Out of nearly 95,000 IBD-related procedures, 94.2% were endoscopic; the rest were surgical. Overall, during the pandemic, procedures occurred 2.9% less frequently. This reduction was mainly influenced by fewer endoscopies. However, the net difference did not stem from a constant reduction over the 2 pandemic years, but from 2 opposing trends. The first COVID-19 year led to 6.2% fewer endoscopic and 1.3% fewer surgical procedures. In the second year, a net increase followed, leading to +0.02% (endoscopies) and +2.7% (surgeries).

Years 1 and 2 also saw a decline in new IBD diagnoses: -0.8% and -1.0%, respectively.
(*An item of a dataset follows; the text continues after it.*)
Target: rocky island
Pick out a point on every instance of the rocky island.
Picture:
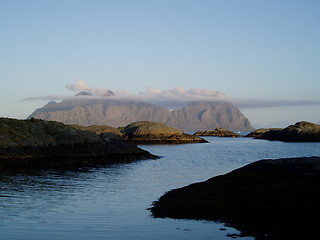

No net difference in the detection of colorectal cancers and high-grade dysplasia were observed. However, the 2 COVID-19 years differed substantially with regard to diagnoses of indefinite or low-grade dysplasias: -10.9% (year 1) and +7.1% (year 2).

In conclusion, the data demonstrated that the meaningful lessening of IBD-related healthcare utilization between the time before the pandemic and the first 12 months of COVID-19 was somewhat alleviated during the pandemic’s second year.